Cornell University Ergonomics Web
 CUErgo Statistics Helper: Sample Size

Sample Size Calculations

Before running an experiment or initiating a study, it is important to think about the sample size that you will need to detect the effect in which you are interested. If the sample size is too small for your study, you might not be able to detect a significant effect during the analysis even if that effect is truly present. Indeed, if an effect comes out as being not significant, an important question before drawing your conclusions is to determine if this effect was truly not present, or whether you were simply not able to detect it because of insufficient data.

For a particular study, the required sample size will be jointly determined by the power, the alpha-level, the smallest meaningful difference and the variability expected to be present in the data that you collect. The alpha-level is the probability of rejecting the null hypothesis when it is actually true. That is, it is the probability of incorrectly finding a significant effect. The power of a study is the ability to reject the null hypothesis when the alternative hypothesis is true. That is, it is the probability of correctly finding a significant effect. The smallest meaningful difference is the smallest difference that you would judge to be of substantial importance in your study. For example, in studying the effect of different nutrition supplements on the weight gain of young children, would a weight increase of 10 grams after the treatment be of substantial importance or would a weight increase of 200 grams only be deemed of interest?

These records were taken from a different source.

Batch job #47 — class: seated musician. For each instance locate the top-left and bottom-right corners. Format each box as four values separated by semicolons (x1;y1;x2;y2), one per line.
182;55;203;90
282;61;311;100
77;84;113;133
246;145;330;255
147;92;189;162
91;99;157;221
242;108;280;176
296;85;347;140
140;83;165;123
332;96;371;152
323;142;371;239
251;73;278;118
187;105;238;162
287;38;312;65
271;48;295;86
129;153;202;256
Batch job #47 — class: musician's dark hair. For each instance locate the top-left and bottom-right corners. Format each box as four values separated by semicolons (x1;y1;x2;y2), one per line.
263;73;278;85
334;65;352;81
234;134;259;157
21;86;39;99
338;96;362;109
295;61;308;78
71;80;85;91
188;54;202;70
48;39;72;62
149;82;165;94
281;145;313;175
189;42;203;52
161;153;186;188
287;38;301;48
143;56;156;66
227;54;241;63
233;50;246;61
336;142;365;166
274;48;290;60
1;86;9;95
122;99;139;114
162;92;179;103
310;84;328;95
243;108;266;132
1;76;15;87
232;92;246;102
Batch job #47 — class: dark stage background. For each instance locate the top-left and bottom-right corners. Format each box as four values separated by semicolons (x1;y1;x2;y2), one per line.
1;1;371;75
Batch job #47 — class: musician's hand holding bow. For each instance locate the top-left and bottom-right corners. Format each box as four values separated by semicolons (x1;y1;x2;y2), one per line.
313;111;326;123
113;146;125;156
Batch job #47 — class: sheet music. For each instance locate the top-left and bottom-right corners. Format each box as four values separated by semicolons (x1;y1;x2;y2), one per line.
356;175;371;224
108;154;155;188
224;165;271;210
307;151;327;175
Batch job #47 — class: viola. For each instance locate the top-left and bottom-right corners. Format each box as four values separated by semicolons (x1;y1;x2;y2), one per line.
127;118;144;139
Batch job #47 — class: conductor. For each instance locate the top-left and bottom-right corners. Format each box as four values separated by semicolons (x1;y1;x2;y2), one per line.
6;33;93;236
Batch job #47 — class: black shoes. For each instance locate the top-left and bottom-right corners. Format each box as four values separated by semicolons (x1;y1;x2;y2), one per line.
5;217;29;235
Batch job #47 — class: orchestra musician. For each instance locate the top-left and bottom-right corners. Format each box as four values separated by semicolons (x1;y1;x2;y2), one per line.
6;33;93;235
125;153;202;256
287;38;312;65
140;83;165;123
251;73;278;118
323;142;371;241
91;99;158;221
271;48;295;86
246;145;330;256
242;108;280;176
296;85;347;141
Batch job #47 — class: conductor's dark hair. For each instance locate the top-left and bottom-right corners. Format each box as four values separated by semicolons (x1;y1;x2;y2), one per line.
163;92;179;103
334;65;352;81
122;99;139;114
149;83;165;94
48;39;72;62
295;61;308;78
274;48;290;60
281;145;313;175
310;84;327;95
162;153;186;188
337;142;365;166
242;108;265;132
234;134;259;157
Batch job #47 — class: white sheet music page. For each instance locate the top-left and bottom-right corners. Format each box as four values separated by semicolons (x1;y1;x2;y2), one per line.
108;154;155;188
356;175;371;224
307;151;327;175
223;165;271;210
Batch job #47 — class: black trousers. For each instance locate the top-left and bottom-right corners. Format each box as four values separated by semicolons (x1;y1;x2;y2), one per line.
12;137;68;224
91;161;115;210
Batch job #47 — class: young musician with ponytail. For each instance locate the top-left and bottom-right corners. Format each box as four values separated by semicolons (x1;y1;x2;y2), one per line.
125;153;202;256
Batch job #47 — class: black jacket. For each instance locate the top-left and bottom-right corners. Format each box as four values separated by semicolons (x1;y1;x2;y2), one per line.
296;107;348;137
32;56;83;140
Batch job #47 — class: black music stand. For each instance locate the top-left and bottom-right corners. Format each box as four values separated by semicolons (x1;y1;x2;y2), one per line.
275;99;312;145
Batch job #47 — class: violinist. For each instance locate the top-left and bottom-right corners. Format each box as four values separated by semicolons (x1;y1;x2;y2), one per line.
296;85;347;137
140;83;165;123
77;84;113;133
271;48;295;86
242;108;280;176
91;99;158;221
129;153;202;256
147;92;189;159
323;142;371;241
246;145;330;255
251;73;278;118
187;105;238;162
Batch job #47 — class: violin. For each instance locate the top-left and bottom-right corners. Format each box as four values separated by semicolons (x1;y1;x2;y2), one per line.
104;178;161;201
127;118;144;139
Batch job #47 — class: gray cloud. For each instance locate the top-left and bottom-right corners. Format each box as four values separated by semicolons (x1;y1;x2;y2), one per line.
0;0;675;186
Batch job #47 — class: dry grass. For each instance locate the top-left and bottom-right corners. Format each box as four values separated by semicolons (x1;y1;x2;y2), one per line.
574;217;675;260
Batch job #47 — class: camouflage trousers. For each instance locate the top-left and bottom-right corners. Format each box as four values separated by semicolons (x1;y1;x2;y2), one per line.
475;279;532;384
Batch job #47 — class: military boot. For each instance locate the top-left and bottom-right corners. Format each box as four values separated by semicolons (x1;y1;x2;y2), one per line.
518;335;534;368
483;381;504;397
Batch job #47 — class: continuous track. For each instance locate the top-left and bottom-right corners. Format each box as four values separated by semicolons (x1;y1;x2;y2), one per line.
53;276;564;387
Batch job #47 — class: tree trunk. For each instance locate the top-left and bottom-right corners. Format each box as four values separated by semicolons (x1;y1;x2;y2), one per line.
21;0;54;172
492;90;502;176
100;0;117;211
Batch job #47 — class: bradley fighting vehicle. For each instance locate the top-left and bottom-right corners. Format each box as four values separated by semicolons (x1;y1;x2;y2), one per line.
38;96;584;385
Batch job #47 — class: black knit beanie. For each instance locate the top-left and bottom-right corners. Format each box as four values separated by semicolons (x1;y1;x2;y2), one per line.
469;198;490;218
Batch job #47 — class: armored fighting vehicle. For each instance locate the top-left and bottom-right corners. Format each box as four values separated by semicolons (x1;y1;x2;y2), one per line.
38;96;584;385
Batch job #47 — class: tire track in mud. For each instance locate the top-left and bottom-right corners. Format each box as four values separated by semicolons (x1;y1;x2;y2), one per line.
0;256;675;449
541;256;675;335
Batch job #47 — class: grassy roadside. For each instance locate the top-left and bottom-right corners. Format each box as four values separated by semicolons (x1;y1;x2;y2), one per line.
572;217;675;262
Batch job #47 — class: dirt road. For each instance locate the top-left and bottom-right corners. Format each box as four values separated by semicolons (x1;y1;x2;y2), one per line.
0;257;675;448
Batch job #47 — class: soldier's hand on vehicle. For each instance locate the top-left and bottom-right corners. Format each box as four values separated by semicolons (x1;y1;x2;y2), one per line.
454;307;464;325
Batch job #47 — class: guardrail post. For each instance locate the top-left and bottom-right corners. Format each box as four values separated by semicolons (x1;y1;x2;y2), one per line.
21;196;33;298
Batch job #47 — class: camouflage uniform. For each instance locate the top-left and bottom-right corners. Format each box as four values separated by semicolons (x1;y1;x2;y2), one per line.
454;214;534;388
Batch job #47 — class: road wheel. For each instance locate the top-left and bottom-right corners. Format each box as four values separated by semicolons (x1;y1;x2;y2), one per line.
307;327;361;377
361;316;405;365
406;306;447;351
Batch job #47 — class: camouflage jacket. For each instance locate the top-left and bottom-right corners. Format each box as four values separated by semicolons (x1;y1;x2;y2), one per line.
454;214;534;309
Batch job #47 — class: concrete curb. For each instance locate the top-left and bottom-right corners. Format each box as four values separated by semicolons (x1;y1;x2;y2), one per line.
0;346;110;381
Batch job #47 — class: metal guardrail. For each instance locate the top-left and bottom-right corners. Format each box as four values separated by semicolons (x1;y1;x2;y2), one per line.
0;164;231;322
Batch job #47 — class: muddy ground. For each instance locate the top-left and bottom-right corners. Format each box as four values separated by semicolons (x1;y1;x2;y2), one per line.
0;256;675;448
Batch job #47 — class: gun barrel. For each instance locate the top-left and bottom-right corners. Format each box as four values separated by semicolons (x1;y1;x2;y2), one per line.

The challenge in sample size calculations is to properly choose or estimate each of these four components. For the power, one will usually choose the standard levels of 80 to 90 % and for the alpha-level, one will usually choose 0.05. You can obtain an estimate of the variability that you might expect in your experiment or study from previous experiments or from the literature. To choose the smallest meaningful difference that you would like to detect is often the hardest component and will mostly require thoughtful consideration on your part.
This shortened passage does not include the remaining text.